What Is a Hinged Knee Replacement?

A total knee replacement (TKR) is a common orthopedic procedure that replaces the damaged surfaces of the knee joint with metal and plastic components. Standard implants resurface the ends of the thigh bone (femur) and shin bone (tibia), relying on the patient’s ligaments for stability and motion control. A hinged knee replacement (HKR) represents the highest degree of mechanical constraint available in joint arthroplasty. This specialized implant is reserved for the most complex joint destruction, providing stability impossible to achieve when the natural structures of the knee are severely compromised.

The Specialized Design and Function

The unique mechanical structure of a hinged implant involves a direct physical connection between the femoral and tibial components. Unlike standard TKR, the hinged components are linked by a central axle or pin. This pin creates a fixed mechanical axis that dictates the knee’s movement. This structural link provides maximum constraint, allowing the implant itself to manage stability when the patient’s ligaments are damaged.
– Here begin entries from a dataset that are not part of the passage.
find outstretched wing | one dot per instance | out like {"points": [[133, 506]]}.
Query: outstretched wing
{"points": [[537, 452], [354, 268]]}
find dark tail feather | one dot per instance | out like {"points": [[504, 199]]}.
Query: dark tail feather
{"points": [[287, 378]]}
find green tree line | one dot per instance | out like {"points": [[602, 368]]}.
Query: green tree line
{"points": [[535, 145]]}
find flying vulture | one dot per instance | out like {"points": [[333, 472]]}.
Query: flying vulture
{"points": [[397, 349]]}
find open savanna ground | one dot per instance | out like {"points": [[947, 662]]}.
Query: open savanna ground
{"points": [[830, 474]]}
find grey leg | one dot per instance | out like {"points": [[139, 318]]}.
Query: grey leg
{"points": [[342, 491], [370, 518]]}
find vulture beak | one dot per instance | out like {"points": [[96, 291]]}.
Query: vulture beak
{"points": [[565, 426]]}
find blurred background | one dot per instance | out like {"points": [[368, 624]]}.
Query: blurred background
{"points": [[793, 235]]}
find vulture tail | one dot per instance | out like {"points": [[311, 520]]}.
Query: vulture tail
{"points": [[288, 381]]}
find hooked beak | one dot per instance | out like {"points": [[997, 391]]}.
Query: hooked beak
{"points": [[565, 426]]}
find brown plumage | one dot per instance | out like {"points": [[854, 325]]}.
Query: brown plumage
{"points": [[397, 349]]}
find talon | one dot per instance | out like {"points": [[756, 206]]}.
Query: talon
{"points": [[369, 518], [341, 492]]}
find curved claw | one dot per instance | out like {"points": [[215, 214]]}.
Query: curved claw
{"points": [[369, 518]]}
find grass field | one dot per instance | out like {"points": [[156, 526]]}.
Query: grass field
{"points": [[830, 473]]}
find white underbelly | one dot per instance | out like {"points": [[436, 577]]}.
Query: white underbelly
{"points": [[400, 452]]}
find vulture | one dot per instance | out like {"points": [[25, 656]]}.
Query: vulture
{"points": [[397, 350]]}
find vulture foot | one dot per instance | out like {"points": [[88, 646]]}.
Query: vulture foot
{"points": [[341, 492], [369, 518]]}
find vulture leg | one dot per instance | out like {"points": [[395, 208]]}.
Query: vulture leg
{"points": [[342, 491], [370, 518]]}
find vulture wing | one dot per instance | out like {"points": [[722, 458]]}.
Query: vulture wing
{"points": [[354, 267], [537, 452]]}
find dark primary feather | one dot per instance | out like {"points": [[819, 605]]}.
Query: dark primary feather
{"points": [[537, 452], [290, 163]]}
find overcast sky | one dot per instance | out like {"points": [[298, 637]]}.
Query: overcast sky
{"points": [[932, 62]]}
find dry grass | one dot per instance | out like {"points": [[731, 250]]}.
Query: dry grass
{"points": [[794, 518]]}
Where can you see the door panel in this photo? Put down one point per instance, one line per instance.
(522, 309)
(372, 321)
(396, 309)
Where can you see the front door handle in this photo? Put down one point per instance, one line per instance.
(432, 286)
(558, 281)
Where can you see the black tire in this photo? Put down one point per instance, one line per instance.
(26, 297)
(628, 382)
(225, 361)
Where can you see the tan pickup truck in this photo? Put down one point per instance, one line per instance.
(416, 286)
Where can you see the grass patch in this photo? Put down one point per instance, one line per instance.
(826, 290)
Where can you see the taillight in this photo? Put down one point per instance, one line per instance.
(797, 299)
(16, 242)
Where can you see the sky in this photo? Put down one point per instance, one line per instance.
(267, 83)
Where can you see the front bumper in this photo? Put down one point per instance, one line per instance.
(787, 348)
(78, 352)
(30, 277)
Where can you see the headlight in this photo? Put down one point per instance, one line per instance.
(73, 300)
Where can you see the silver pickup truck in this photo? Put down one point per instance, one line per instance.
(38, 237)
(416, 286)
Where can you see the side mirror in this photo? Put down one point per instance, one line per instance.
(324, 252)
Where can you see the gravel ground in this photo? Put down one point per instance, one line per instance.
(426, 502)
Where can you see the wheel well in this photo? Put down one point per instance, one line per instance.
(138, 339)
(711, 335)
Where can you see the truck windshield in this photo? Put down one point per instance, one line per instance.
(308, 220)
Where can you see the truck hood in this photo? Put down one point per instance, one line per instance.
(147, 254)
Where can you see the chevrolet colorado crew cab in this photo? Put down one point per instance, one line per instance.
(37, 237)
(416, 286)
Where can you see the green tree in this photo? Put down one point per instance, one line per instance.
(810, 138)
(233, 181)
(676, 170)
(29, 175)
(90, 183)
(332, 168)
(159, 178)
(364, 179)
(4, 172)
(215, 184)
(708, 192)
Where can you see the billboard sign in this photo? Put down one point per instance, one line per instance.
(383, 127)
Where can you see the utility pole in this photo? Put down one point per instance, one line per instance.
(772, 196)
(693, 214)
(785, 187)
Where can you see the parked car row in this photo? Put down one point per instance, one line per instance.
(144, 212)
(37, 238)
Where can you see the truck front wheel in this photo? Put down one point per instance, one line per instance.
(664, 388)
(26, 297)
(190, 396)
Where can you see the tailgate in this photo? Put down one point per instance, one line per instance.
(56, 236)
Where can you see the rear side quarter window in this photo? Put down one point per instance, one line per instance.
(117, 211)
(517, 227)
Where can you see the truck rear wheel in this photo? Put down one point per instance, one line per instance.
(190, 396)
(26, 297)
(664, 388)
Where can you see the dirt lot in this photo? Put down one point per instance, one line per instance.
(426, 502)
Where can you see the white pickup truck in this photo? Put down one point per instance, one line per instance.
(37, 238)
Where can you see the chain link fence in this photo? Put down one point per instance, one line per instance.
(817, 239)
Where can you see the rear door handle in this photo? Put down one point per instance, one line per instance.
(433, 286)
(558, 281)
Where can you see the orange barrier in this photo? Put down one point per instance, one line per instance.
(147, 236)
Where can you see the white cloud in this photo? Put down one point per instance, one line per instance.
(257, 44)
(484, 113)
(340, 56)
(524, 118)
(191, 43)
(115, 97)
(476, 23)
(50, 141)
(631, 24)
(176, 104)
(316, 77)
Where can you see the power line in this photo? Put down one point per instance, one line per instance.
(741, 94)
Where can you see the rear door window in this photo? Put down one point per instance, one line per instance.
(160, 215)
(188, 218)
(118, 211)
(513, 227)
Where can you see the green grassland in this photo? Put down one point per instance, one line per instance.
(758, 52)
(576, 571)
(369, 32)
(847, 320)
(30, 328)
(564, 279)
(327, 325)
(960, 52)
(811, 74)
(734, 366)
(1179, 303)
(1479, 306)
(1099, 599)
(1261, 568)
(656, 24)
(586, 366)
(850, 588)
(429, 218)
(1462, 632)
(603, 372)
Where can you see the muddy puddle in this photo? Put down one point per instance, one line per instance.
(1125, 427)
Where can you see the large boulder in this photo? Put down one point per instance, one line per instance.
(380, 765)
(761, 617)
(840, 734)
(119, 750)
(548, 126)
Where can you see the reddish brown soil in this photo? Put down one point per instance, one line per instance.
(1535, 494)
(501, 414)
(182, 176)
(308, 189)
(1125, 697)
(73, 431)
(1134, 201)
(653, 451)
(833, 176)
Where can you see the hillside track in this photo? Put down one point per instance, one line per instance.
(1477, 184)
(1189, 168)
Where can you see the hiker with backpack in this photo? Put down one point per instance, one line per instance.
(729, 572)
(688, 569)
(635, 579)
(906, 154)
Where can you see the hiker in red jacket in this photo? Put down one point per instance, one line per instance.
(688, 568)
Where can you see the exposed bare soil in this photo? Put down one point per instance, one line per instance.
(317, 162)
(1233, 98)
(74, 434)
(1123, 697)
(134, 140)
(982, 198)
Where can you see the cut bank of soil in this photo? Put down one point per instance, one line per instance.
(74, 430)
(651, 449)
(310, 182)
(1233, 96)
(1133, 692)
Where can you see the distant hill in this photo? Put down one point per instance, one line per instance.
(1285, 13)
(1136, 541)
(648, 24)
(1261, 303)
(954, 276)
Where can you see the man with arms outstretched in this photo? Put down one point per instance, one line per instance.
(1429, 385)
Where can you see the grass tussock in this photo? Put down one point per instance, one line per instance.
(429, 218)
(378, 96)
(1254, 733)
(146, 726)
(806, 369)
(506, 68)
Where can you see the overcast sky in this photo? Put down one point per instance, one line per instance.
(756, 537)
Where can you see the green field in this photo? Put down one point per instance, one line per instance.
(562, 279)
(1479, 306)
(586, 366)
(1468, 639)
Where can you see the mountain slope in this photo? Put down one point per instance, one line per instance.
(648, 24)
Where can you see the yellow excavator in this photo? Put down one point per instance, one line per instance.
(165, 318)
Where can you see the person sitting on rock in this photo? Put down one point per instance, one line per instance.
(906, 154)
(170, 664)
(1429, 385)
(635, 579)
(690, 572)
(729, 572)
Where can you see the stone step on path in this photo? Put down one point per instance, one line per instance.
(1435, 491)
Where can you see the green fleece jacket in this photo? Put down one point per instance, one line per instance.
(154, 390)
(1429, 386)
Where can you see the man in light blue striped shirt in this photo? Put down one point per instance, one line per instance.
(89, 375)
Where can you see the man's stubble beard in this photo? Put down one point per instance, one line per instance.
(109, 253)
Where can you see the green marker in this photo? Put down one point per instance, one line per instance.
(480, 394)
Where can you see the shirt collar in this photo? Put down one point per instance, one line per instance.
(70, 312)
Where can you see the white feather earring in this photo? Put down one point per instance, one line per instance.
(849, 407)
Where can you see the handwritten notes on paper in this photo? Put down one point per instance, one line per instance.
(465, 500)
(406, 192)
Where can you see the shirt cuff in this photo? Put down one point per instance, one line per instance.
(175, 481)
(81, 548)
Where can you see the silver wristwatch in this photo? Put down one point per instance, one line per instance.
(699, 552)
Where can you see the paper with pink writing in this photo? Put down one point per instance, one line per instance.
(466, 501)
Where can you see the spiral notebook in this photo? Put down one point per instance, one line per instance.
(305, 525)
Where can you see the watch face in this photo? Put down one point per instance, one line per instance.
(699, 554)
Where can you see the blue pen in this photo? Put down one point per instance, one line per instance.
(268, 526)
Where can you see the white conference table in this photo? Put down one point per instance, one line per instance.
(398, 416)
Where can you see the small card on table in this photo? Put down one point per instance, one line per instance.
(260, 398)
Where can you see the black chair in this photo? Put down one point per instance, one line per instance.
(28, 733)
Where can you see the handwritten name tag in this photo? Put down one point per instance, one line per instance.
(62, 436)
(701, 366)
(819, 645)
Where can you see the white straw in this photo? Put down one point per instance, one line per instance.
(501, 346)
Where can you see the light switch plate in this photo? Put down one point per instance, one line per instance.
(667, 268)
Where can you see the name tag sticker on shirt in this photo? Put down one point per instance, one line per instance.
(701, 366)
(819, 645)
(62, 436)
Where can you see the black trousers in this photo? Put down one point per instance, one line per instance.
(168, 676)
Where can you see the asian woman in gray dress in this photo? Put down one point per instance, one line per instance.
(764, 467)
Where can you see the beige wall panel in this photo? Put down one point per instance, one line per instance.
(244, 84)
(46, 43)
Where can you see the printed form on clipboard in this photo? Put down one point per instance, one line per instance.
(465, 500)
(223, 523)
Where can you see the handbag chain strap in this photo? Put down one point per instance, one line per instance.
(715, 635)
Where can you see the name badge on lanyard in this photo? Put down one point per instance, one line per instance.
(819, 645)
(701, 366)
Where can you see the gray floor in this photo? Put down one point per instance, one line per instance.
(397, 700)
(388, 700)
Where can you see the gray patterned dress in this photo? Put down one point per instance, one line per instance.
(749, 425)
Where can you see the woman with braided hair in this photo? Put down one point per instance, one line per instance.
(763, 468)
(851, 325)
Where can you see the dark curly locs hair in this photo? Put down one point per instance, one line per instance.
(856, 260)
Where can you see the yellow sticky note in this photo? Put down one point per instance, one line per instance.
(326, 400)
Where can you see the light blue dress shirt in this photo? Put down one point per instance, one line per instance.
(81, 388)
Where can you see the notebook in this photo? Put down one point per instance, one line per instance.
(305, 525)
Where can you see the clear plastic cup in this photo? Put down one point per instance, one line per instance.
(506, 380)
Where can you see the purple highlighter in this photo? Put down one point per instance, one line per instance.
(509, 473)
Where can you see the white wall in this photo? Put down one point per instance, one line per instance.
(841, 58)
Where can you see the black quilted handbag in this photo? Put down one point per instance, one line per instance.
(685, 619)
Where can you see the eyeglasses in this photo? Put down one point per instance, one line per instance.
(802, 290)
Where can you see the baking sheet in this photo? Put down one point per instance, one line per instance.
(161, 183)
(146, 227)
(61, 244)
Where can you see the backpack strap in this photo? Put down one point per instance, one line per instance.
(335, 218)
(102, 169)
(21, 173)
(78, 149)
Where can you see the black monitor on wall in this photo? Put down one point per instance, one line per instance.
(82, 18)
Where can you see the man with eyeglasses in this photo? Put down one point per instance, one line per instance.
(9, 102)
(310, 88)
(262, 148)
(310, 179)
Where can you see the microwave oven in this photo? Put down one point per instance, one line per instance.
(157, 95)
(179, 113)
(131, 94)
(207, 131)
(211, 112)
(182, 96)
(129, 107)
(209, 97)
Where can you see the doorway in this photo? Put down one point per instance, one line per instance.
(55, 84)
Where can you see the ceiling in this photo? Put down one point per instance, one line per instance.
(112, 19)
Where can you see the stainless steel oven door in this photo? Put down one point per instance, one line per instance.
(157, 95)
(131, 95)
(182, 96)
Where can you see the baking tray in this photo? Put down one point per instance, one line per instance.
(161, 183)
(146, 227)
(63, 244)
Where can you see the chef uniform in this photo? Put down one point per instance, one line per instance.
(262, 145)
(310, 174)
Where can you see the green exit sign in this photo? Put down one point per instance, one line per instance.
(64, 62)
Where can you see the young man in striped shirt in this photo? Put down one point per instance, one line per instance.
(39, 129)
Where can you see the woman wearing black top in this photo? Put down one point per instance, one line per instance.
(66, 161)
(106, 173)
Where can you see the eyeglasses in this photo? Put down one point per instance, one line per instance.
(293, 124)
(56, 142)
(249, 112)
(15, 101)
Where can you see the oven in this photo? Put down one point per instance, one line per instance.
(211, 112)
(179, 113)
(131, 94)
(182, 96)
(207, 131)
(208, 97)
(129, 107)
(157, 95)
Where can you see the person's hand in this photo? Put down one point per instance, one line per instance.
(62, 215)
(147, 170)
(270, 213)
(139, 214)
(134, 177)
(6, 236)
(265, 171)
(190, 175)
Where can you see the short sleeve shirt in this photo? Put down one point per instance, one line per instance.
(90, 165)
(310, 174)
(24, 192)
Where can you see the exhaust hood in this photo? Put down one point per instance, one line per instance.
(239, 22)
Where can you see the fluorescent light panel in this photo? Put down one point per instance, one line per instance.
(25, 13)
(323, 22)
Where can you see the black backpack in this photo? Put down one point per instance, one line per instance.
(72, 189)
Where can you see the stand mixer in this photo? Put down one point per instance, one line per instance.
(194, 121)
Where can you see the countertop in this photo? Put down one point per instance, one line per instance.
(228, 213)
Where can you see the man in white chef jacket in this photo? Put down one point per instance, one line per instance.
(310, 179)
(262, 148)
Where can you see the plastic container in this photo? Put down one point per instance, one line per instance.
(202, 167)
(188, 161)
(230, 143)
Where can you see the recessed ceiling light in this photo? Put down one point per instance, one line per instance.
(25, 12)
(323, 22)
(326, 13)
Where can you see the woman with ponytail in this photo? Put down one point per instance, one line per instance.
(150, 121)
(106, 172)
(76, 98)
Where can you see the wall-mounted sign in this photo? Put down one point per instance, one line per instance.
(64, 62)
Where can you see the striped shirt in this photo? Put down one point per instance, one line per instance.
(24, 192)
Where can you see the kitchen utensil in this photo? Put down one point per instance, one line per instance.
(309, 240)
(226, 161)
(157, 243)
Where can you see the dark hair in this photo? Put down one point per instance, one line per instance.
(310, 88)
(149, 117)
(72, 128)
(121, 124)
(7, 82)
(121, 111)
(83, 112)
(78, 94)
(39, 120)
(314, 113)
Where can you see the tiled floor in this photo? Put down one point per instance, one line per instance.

Modern hinged implants are typically “rotating hinges,” incorporating a polyethylene bearing that allows for some axial rotation. This rotation, usually up to 25 degrees, is an evolution from older fixed-hinge designs that only allowed simple flexion and extension. The rotating mechanism reduces high stresses at the bone-implant interface. Components are predominantly made from cobalt-chrome or titanium alloy, with articulating surfaces separated by ultra-high molecular weight polyethylene. The overall function mimics a simple door hinge, providing a stable arc of motion while sacrificing the complex rolling and gliding movements of a natural knee.

Specific Medical Indications for Use

A hinged knee replacement is generally considered a salvage procedure, used when less constrained implant types cannot provide adequate stability or fixation. A primary indication is severe ligamentous instability, particularly when both the medial and lateral collateral ligaments are compromised or destroyed. In these cases, the knee joint is globally unstable, and the implant must assume the entire role of the supporting soft tissues. This often occurs in patients with severe inflammatory arthritis or following significant trauma.

Another reason for using a hinged implant is massive bone loss in the femur or tibia, where standard components cannot be securely anchored. These defects often result from failed previous knee replacements, tumors, or severe fractures. Furthermore, a hinged implant may be necessary to correct severe angular deformities, such as varus or valgus alignment exceeding 20 degrees. This is especially true if soft tissue releases required to correct the angle would leave the knee completely unstable. The decision to use a hinged design acknowledges that only a mechanically linked device can restore a functioning limb when structural integrity is poor.

Surgical Considerations and Fixation

Implanting a hinged knee replacement is a technically complex and often lengthy surgical procedure due to challenging patient anatomy and the high forces the device must withstand. Because the implant is highly constrained, it transmits significant forces to the bone-implant interface, necessitating robust fixation. This fixation is achieved through the mandatory use of intramedullary (IM) stems, which are long metal rods extending deep into the shafts of the femur and the tibia. These stems anchor the implant securely, distributing the high loads generated by the linked mechanism.

The surgeon must meticulously prepare the bone canals by reaming them to the correct diameter and depth. The choice of stem length and whether to cement the stems is critical; long cemented stems are often preferred as they minimize micromotion at the interface. Due to underlying bone deficiency, surgeons frequently use metal augments or bone grafts to fill large defects before seating the implant. Achieving proper soft tissue balancing is also a challenge, as the hinge’s mechanical constraint must be perfectly aligned to the limb’s overall alignment to prevent undue stress on the device.

Expected Outcomes and Device Durability

Patients receiving a hinged knee replacement should have realistic expectations regarding post-operative function; the primary goal is a stable, pain-free limb rather than high-performance function. The mechanical link inherently limits the range of motion (ROM) compared to a standard TKR. However, modern rotating hinges still allow for a mean ROM in the functional range of approximately 110 to 115 degrees. Functionally, the implant reliably provides stability for walking and daily activities, which is a major improvement for patients who previously had an unstable joint.

The high-constraint design affects the device’s long-term durability. Constant high mechanical stress on the components and the bone-implant interface leads to an increased risk of failure modes specific to this design. The 10-year implant survivorship for hinged knees used in complex revision scenarios is typically 80% to 90%, which is lower than the expected lifespan of a standard primary TKR. The most common reasons for long-term failure include deep infection and aseptic loosening, which occurs when the implant separates from the bone due to high forces acting on the intramedullary stems and cement mantle.